Jake Ingalls’ trajectory through the lysergic streams of psychedelic rock is the worthy subject of a biography. From adoring fan to makeshift stagehand to studio collaborator, Ingalls forged a remarkable relationship with venerated rockers The Flaming Lips, even bringing his pal Matthew Strong aboard the Lips’ caravan as guitar tech.
So it’s no wonder that Ingalls and Strong, musical friends since middle school, would end up in an outfit like Spaceface, a psych rock band that’s uniformly informed by the pleasant-living bacchanalia of ’70s soft rock and the jammy, “this band has chops” intricacies of prog. Borne out of Memphis and honed in Los Angeles, Spaceface is rounded out by fellow founding member Eric Martin (another childhood pal), Daniel Quinlan and Katie Pierce.
“The three of us that started the band have all openly admitted that while we played guitar a little bit before, the desire to start and perform in a band was ignited after we saw ‘School of Rock,‘” Ingalls said to PureHoney. “We all kinda converged with discovering Deerhunter, Tame Impala, Beach House and a few other bands emerging around that time. These days, Eric is more keyed into ’60s style song writing and arrangements and I’m still focused on wacky tones, sneaky psych and psych pop music.”

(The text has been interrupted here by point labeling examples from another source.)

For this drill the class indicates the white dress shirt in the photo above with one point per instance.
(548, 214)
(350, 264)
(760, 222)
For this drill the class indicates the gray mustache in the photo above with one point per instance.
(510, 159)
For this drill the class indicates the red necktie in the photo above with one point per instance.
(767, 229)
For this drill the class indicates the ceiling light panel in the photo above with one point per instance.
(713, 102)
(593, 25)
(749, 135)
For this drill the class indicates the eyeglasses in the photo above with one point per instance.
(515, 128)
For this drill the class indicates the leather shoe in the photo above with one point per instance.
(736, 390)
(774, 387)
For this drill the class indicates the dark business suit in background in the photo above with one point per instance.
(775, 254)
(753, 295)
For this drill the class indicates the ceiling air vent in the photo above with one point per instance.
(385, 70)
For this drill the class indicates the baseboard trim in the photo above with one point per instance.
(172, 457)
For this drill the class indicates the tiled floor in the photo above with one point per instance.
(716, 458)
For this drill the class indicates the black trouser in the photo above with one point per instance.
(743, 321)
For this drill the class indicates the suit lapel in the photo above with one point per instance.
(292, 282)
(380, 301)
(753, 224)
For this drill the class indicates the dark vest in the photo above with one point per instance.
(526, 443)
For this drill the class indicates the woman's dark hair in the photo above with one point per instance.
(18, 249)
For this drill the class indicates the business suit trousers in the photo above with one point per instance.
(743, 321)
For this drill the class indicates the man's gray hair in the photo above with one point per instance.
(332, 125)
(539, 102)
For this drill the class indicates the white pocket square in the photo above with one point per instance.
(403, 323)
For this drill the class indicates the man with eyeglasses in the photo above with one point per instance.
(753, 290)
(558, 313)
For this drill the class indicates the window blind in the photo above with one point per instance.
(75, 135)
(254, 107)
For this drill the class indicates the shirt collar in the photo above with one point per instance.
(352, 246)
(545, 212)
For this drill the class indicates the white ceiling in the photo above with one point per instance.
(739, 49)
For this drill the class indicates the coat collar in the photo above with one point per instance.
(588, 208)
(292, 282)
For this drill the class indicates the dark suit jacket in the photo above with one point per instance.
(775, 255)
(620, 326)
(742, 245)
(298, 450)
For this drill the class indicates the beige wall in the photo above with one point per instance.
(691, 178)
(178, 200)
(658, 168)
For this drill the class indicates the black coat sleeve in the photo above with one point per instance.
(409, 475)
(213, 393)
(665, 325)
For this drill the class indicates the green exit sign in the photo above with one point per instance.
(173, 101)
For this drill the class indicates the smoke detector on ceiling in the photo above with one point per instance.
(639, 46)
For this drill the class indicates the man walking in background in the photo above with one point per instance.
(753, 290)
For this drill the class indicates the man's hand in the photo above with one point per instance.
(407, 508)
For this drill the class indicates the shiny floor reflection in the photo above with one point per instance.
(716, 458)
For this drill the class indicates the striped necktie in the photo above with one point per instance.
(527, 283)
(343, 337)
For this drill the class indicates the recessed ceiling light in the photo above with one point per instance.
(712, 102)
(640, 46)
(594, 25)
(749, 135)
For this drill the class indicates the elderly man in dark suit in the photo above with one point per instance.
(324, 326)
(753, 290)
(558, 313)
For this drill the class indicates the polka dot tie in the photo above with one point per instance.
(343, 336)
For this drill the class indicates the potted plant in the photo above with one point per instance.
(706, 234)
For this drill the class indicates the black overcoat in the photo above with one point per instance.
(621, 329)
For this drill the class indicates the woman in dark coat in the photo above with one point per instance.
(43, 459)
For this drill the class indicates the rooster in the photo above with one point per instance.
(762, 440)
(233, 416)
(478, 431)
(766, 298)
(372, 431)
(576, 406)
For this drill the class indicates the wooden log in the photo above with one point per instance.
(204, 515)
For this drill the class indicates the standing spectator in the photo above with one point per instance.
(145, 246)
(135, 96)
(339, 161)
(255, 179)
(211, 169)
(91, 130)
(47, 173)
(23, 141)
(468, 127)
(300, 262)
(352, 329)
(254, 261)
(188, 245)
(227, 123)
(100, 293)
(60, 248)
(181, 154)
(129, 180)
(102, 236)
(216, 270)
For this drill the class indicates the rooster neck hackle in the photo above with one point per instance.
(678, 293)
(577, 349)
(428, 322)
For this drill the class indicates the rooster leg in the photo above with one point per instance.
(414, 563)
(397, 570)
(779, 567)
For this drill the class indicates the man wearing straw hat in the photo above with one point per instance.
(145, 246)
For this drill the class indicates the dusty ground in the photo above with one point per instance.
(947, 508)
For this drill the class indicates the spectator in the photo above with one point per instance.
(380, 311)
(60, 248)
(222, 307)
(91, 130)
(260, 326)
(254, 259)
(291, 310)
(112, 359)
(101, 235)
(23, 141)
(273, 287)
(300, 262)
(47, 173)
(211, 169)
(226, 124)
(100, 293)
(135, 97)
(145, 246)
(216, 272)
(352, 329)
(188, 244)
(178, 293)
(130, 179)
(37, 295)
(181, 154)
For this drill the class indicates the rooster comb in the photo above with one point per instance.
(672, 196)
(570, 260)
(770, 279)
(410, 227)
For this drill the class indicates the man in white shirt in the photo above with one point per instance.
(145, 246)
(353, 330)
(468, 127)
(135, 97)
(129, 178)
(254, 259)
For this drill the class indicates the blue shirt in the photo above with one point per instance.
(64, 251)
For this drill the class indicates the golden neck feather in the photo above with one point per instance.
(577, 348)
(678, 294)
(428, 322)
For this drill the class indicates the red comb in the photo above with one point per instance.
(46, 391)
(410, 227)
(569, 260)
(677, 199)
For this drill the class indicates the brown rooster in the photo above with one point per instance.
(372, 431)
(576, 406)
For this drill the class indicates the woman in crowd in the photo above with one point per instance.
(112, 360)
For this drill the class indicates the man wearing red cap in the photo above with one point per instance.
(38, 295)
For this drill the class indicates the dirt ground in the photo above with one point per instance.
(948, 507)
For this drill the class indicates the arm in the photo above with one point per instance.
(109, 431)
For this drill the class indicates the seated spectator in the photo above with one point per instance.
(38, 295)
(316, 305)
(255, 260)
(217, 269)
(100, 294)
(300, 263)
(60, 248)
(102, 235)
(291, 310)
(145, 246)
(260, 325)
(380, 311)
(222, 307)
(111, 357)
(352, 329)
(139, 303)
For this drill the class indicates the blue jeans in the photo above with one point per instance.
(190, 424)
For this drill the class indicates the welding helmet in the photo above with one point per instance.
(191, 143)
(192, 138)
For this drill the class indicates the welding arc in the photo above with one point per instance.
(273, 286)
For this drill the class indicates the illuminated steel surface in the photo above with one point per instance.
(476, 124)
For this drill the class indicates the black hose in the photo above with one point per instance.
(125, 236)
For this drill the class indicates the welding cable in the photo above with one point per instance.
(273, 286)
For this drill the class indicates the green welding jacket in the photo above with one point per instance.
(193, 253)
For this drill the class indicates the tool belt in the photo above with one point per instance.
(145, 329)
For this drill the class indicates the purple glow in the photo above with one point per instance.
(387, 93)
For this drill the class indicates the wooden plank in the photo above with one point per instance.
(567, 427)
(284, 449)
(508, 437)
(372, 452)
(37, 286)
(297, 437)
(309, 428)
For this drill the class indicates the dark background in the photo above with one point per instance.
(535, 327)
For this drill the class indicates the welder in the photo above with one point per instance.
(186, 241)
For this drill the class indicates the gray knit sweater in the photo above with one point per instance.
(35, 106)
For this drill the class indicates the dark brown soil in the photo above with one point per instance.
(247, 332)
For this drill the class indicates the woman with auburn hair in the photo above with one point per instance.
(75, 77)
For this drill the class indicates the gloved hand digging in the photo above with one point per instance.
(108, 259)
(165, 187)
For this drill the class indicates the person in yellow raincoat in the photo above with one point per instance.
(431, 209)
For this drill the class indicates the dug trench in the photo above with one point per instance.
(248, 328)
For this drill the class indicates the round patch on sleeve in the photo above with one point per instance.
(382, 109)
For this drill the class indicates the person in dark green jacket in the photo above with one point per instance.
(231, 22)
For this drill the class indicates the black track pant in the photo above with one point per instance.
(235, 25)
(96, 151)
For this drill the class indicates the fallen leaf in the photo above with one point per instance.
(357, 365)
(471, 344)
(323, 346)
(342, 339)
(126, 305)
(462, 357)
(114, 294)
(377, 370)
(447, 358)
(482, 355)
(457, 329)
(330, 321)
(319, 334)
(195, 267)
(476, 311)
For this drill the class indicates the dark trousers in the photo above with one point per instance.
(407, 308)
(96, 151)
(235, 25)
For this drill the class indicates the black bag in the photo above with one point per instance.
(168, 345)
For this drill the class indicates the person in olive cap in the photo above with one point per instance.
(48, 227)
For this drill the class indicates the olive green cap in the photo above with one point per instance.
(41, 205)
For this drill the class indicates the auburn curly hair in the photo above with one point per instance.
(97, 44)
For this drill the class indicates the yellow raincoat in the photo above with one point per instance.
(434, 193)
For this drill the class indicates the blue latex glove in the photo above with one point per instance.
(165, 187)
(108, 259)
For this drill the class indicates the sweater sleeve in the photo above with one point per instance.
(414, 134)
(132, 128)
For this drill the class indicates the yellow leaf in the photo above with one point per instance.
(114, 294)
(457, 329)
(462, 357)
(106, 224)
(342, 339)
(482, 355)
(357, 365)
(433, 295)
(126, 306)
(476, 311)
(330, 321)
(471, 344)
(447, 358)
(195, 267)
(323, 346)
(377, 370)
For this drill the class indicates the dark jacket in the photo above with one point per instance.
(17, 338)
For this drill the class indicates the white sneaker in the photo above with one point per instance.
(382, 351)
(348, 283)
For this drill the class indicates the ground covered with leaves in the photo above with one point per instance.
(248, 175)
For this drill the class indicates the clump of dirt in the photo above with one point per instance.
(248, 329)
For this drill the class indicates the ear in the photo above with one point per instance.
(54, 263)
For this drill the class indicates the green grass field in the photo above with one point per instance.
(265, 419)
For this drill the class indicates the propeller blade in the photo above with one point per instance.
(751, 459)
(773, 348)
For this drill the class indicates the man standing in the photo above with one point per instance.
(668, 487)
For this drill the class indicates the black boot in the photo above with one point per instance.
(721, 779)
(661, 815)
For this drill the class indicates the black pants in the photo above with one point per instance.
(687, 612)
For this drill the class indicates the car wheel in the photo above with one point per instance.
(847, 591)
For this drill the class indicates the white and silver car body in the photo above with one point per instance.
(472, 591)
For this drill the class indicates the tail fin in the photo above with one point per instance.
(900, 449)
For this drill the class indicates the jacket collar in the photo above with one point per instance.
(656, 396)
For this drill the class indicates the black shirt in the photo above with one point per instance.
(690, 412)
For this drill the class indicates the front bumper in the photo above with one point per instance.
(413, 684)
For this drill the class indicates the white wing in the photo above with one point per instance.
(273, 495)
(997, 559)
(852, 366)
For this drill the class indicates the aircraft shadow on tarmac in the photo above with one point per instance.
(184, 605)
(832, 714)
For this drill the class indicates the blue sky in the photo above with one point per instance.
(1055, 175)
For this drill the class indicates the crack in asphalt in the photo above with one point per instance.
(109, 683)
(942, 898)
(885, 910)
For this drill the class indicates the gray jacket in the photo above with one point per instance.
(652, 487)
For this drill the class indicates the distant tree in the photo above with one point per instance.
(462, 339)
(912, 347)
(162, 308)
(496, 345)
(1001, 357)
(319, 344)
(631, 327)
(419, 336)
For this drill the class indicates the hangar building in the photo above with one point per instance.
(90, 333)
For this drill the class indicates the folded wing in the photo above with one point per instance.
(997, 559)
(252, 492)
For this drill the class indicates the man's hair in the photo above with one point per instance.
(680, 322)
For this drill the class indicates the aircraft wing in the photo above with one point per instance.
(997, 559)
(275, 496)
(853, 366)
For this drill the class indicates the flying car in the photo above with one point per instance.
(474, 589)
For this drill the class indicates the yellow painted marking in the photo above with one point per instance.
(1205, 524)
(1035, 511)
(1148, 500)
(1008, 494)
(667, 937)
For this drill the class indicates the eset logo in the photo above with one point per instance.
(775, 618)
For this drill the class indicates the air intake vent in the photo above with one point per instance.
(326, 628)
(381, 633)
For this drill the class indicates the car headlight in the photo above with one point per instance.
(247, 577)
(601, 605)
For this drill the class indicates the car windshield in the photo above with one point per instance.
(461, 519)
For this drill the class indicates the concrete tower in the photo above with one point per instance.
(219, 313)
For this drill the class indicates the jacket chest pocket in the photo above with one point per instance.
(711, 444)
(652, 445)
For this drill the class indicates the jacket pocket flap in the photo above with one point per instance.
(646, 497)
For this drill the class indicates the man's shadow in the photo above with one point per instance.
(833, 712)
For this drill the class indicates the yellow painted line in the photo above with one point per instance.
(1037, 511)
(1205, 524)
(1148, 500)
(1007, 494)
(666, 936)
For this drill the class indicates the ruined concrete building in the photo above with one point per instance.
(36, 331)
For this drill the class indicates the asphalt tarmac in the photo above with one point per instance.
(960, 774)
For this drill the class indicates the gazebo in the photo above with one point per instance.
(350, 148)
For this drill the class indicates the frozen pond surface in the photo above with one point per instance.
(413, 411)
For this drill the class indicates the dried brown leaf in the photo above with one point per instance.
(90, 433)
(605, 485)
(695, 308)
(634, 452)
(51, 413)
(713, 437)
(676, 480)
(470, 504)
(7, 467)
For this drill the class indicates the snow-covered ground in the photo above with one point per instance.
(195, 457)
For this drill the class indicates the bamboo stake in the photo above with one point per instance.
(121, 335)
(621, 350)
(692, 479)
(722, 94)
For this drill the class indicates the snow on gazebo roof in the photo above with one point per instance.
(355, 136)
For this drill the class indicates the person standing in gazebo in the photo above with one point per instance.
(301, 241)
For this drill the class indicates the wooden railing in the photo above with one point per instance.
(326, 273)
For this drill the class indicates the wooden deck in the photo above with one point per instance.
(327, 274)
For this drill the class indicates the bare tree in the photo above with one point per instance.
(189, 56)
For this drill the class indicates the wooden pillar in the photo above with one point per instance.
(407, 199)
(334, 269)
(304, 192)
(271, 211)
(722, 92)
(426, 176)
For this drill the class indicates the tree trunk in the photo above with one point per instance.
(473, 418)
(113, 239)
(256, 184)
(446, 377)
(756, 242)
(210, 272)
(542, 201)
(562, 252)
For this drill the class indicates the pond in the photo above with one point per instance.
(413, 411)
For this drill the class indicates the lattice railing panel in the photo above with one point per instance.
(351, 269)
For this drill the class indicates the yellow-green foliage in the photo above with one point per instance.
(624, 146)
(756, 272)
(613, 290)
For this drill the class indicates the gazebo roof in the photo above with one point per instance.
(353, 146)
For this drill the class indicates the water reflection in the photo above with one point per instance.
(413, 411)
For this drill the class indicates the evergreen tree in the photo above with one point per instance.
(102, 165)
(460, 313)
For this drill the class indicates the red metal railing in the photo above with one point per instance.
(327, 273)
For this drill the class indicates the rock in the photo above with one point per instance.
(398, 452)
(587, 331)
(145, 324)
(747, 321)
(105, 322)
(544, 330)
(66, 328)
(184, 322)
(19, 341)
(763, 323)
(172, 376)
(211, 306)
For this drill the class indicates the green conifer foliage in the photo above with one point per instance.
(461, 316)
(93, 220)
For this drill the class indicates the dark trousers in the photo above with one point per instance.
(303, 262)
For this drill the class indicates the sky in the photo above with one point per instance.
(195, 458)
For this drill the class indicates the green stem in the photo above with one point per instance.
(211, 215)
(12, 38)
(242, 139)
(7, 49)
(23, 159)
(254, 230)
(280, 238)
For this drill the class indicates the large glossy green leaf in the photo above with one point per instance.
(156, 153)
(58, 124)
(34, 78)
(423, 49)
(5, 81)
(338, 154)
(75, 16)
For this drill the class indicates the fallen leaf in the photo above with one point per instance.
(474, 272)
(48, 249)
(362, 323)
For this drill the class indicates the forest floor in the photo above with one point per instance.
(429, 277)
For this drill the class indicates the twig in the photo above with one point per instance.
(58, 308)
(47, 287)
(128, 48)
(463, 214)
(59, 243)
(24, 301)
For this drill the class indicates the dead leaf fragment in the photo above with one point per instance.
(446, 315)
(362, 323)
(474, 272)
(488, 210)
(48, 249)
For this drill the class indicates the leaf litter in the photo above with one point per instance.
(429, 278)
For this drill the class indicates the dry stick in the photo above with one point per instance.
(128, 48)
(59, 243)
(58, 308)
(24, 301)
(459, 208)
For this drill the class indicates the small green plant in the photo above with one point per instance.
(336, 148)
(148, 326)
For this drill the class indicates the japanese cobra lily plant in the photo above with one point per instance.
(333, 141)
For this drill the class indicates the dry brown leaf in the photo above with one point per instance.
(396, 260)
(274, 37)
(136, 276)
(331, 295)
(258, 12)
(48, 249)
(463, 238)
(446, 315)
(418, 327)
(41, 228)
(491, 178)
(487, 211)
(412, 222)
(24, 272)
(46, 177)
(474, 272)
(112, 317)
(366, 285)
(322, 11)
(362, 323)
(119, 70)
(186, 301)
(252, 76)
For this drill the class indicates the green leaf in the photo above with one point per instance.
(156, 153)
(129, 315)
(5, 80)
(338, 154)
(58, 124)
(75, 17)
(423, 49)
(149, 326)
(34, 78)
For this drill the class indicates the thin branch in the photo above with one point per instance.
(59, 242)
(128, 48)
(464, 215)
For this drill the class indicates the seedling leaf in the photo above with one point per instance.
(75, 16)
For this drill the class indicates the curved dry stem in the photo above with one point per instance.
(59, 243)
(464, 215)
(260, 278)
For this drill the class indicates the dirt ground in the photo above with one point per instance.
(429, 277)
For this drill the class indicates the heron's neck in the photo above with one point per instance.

The band makes the most of its incredible chemistry and chameleon adaptability to varying producers and collaborators. Since bursting onto the scene in 2012 as featured artists on the Flaming Lips’ conceptual take on King Crimson, “Playing Hide and Seek with the Ghosts of Dawn,” Spaceface have delivered a raft of well-received EPs and singles as well as a phenomenal debut album in 2017, “Sun Kids.”
Their latest, “Anemoia,” defined as “a longing for a place you have never actually experienced,” is the product of a serious time commitment in Oklahoma’s Blackwatch Studios and continues the band’s sound with further cues from the worlds of yacht rock and funk. If anything, the more open they become to other genres, the more aligned they become with their self-description as a “retro futurist rock band.”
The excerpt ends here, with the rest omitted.